Mimo ogromnego sukcesu Barbie Grety Gerwig czy zaskakująco dobrych wyników Kokainowego misia Elizabeth Banks, reżyserki nie mają równych możliwości jak ich koledzy z branży. Studia filmowe, które zobowiązały się do analizy swoich praktyk zatrudniania po głośnym ruchu Black Lives Matter, wciąż nie produkują wielu filmów z udziałem osób o różnym kolorze skóry. Takie wnioski wysunęli badacze z USC Annenberg - szkoły wyższej na Uniwerstytecie Południowej Kalifornii.
Raport USC Annenberg dotyczący inkluzywności w branży filmowej
Z raportu wynika, że na liście 100 najbardziej dochodowych filmów w USA w 2023 roku zatrudniono łącznie 116 reżyserów. Jednak tylko 14 z nich (12,1%) to kobiety. To niewielki wzrost w porównaniu z 2022 rokiem, gdy zatrudniono 9% reżyserek.
Tylko 4 kobiety (3.4%) miały odmienny kolor skóry. Trzy z nich są pochodzenia azjatyckiego - Adele Lim, Celine Song oraz Fawn Veerasunthorn. Natomiast Nia DaCosta, czarnoskóra reżyserka, wyreżyserowała Marvels.

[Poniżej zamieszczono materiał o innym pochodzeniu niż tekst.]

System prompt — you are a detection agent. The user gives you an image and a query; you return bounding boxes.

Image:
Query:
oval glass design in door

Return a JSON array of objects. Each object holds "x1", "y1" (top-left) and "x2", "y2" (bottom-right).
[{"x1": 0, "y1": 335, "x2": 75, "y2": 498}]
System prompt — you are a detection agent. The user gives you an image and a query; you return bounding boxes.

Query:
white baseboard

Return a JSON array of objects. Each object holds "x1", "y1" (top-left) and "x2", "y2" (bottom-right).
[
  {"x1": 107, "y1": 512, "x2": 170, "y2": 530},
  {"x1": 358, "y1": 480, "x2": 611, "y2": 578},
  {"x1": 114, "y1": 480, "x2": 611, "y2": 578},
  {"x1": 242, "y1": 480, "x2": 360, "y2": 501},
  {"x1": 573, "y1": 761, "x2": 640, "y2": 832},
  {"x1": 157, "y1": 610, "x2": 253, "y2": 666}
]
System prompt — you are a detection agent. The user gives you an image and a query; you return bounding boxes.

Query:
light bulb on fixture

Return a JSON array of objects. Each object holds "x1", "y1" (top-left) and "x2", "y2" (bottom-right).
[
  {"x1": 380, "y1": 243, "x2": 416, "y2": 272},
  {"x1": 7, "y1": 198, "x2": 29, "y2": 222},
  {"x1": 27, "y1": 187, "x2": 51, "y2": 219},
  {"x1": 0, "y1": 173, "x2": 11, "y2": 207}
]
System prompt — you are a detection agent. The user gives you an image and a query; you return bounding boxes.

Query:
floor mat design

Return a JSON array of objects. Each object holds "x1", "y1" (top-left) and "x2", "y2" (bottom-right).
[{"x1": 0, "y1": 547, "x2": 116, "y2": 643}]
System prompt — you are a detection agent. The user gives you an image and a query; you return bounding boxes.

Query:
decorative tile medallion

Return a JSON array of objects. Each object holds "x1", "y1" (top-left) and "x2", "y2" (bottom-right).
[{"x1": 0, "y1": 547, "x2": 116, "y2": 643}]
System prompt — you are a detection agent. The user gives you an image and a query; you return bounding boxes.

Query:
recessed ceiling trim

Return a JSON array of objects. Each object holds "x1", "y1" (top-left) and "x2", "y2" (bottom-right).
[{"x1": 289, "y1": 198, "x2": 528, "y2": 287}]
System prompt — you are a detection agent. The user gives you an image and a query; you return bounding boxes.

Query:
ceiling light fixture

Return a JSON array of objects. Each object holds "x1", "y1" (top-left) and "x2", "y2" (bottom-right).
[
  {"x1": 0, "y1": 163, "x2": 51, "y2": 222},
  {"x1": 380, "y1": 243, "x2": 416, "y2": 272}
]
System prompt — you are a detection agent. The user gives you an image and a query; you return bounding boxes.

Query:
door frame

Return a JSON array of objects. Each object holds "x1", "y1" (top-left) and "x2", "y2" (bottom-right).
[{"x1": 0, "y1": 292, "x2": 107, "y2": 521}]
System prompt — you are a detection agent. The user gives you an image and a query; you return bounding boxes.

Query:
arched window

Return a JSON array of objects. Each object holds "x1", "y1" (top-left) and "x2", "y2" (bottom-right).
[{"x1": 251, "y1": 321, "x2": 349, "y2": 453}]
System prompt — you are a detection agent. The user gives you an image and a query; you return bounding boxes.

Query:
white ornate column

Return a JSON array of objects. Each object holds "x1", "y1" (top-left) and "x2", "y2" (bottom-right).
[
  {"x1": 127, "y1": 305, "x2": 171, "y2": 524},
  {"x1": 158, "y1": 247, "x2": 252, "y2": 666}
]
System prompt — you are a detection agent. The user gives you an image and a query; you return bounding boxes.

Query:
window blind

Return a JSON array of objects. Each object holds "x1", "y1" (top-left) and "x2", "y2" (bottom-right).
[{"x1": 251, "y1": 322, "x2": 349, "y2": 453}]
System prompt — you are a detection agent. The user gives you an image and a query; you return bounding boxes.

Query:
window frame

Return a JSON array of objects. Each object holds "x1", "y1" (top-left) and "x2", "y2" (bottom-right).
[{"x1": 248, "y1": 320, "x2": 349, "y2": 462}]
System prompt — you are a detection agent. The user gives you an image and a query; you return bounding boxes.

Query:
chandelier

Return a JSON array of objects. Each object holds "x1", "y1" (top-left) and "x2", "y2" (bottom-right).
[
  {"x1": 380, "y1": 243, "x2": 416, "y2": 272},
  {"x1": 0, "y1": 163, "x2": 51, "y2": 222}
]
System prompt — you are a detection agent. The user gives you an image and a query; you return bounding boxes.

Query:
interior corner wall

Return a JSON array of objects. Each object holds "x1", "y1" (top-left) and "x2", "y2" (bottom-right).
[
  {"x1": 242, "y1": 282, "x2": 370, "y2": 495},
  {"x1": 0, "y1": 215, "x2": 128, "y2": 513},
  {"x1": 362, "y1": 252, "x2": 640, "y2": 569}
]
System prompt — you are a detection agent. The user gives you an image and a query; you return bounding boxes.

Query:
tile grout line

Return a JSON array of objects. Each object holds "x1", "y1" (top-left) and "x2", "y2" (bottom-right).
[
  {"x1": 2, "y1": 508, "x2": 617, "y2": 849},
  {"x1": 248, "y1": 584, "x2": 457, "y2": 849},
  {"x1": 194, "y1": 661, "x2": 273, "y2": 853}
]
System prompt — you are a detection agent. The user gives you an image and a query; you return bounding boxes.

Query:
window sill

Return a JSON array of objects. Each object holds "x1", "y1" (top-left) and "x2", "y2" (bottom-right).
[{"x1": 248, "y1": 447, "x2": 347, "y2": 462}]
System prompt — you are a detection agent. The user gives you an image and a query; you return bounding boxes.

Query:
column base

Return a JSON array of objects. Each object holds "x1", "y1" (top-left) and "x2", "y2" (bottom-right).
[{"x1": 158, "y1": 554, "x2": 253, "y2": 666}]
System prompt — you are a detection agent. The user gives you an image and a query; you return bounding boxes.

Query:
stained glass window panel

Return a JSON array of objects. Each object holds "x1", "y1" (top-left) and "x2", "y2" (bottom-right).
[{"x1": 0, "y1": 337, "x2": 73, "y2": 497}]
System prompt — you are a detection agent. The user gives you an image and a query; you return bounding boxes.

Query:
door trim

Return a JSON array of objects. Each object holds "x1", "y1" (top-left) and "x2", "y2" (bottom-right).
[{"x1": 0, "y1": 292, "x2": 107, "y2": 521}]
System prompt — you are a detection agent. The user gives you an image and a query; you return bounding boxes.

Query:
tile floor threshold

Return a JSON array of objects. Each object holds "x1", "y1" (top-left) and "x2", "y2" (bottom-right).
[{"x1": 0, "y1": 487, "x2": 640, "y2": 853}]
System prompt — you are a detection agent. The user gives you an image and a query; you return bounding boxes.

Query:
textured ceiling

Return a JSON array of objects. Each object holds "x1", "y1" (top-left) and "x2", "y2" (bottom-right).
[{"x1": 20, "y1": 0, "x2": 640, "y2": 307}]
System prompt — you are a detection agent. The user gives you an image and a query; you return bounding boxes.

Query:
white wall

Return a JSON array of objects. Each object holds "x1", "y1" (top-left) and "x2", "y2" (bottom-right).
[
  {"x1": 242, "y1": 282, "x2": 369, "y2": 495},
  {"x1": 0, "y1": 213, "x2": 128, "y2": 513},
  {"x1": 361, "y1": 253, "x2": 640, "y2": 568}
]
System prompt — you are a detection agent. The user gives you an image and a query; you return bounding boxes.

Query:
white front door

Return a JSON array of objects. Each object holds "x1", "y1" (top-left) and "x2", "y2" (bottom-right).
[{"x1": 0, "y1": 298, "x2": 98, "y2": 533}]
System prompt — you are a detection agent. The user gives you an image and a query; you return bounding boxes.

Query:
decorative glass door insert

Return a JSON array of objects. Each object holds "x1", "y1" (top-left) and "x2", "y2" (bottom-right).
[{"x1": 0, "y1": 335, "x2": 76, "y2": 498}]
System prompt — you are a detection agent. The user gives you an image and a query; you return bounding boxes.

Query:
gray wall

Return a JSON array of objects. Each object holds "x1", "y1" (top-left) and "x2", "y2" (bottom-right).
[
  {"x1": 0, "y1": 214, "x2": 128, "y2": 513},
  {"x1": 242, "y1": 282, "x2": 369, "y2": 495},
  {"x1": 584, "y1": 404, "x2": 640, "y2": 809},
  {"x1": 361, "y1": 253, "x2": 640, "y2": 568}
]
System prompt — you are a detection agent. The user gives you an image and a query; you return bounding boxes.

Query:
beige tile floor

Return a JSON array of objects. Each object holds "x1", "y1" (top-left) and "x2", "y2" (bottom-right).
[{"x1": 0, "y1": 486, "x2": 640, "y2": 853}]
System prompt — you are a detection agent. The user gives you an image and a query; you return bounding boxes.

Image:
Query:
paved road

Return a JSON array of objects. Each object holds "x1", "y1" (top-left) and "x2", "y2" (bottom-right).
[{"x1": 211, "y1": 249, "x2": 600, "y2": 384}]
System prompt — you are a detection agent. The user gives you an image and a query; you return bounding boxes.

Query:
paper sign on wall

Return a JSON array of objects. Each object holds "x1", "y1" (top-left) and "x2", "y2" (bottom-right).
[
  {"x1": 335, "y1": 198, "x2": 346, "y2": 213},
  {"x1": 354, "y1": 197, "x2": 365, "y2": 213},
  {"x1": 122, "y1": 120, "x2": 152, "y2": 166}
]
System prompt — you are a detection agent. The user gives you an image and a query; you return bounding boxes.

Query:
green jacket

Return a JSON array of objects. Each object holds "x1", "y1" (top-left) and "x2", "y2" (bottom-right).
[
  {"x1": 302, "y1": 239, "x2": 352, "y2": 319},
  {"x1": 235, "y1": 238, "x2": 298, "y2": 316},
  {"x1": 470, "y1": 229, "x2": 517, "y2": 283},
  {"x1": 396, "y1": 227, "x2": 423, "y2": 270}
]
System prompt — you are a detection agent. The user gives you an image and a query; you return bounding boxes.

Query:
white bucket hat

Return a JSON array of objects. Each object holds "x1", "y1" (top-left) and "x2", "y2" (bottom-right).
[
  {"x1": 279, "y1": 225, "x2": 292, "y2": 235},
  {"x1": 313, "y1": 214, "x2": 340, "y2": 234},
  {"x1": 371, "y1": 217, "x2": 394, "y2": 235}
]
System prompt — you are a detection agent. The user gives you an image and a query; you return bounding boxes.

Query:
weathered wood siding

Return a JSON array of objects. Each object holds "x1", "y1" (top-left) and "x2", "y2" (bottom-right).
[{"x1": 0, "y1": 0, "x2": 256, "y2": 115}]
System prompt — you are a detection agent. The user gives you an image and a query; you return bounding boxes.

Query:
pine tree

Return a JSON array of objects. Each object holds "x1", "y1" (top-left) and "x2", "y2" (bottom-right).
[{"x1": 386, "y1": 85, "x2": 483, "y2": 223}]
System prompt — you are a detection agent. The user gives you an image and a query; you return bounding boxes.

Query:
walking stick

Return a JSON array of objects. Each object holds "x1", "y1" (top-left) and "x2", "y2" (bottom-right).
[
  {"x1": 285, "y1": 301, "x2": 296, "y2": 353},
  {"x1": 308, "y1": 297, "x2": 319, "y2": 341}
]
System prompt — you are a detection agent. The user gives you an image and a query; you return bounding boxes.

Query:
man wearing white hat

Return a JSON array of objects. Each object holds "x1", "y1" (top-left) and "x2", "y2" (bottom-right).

Badacze odkryli, że spośród 100 najbardziej dochodowych filmów, 26 reżyserów podchodzi z niedostatecznie reprezentowanych grup rasowych i etnicznych. 14 z nich to Azjaci, 8 czarnoskórzy, a dwóch Latynosi. Pozostali byli osobami wielorasowymi. To minimalna różnica w porównaniu z danymi z 2022 roku.
W 2023 roku Universal Pictures zatrudniło najwięcej kobiet (4) na stanowisko reżysera. Następnie Lionsgate i Disney zatrudniły odpowiednio trzy i dwie reżyserki.